Posted by: Nick | December 05, 2007 at 01:22 PM
Anything by Anne Sexton or Tennessee Williams.
Posted by: Anne | December 05, 2007 at 02:03 PM
"As others have pointed out you're probably reading 'Older Heinlein'. He was, sadly, a product of the sixties and libertarianism. Therefore, as he adopts the drugs and sex culture of that time his writing declines..."
Even worse than a "product" of the sixties, he was a product of earlier, saner decades - a good, forthright libertarian American, whose later writing demonstrates what excesses that philosophy can lead to outside of its political milieu and uninformed by a bleak, Christian view of human nature. I don't think he ever adopted the drug culture; and his sexual libertarianism was "free love" more like the wistful "why-must-there-be-jealousy-in-human-nature?" variety from nineteenth-century cults, than the "get stoned and screw"-Woodstock type. Perhaps more pathetic, in its way, but surely less modern.
I vote for the SF thread, too. And I am very glad I suggested this one, for Dr. Esolen's dismissals of those ten books are absolutely terrific.
RHILL is very wrong about "Last of the Mohicans": it may be bad (I read it young, and loved it then - to the point where I read the superior prequel "The Deerslayer" and the laborious sequels, too...) and Mark Twain certainly did a job on it - but even if it was ten times worse than I remember, it deserved better than to become a "Vietnam Antiwar Movie Set in the French And Indian War, Starring A Romance Novel Cover Model". (Though Chingachgook had one really good two-handed war-club fight scene...)
I told a high school English teacher than when Thomas Hardy was writing, exciting, adventurous things were happening everywhere in the entire world except one small section of England where he set all of his stories - and I insisted on the superiority of Rudyard Kipling. I suppose I could be forgiven for being such a Phillistine in junior high - if I didn't still hold the same opinion today. But it was "Tess" who did me in, and who will be my nomination for inclusion on the worst-most-popular list.

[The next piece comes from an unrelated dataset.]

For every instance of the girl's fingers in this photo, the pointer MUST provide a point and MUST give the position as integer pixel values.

Posted by: Joe Long | December 05, 2007 at 02:03 PM
Highly unusual for me, Joe, but I'll have to disagree with you not once, but twice here! I've already mentioned "Tess" above (I've read it three times); and although I realize the film of Last of the Mohicans is only very loosely based on the book, I think the movie is quite good -- maybe not as an adaptation, but as a 'stand alone' adventure pic.

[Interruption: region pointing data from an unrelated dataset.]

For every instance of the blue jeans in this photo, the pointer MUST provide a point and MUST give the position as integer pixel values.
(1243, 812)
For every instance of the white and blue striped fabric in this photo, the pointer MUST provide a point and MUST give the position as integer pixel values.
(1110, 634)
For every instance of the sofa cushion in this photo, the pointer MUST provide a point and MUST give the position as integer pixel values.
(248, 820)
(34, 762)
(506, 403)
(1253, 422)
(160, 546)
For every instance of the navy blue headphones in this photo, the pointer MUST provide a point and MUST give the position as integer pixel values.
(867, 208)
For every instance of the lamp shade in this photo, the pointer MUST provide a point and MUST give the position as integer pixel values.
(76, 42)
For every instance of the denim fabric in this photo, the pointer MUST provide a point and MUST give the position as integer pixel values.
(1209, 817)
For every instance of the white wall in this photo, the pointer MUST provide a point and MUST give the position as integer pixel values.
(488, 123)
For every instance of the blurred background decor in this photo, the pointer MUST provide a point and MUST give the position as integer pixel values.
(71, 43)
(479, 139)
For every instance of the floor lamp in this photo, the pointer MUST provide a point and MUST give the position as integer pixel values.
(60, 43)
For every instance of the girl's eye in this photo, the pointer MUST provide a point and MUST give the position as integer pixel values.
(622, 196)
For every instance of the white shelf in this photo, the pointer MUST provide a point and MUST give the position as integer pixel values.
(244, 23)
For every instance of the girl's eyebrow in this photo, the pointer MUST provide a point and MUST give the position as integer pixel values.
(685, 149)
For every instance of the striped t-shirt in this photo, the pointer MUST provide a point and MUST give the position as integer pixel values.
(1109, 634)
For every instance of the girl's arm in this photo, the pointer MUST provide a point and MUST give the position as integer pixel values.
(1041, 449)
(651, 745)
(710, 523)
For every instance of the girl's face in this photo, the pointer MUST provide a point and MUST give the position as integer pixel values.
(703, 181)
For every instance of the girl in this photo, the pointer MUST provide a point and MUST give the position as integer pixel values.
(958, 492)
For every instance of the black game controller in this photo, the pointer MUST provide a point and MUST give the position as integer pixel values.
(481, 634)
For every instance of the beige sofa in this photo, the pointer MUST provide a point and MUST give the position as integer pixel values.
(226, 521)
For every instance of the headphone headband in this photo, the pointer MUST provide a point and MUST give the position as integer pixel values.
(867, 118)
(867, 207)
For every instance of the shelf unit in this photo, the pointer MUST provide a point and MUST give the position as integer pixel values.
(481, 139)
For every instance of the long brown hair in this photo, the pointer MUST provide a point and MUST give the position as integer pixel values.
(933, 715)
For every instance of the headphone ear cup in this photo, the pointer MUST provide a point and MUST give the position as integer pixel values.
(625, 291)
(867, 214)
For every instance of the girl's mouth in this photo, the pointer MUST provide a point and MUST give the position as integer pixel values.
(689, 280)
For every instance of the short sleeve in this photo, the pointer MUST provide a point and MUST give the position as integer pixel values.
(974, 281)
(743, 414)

Posted by: Rob G | December 05, 2007 at 02:14 PM
>>
Someone else commented on Romeo and Juliet. I'm a little surprised this didn't make it in your top ten. Is there anything redeemable about it? Stupid teenager A falls for stupid teenager B. Bad things ensue. Stupid Teenagers eventually botch a plan to fool parents and proceed to a really stupid double suicide. Every time I'm forced to sit through a production of the play a really evil part of me thinks, "good riddance, the world is a better place without you".<<
My wife hates the play for the same reasons. When what's-his-name died in the middle and pronounced a "curse on both your houses" I lost interest.
Posted by: Bobby Winters | December 05, 2007 at 02:16 PM
Mr. Winters,
That's because Mercutio (the "what's-his-name" in question) is the only character that made the play remotely interesting. Tragic love stories on screen are members of base pulp today, but somehow Romeo and Juliet is supposed to be better? It belongs on Lifetime.
I will give it this, though: Shakespearian dialogue is leaps and bounds ahead of Danielle Steele.
For the record, I find Baz Luhrman's rendition on screen (Romeo + Juliet), set in the modern day, starring Leonardo Dicaprio and Claire Danes, to be quite good...more for Luhrman's interpretive flair than Shakespeare's play itself.
A horrible book that everyone reads? I'll have to get home from work and take a gander at my bookshelf to assess the situation.
Posted by: Michael | December 05, 2007 at 02:52 PM
I'd like to throw into the pile any fiction (and non-fiction, as well) by Sartre, and the novels of John Steinbeck, Hermann Hesse and those fashionable trendy Brits like Martin Amis and Ian McEwan.
Oh, and most if not all the books pushed by Oprah, especially the touchy-feely woman-as-victim sagas.
Posted by: maria horvath | December 05, 2007 at 03:05 PM
Ms. Horvath--
I'm not sure if I'd throw Steinbeck in its entirety on the pile; Travels with Charlie was On the Road, except 10x better. I could do without The Grapes of Wrath, but I found Of Mice and Men to be a good little novella.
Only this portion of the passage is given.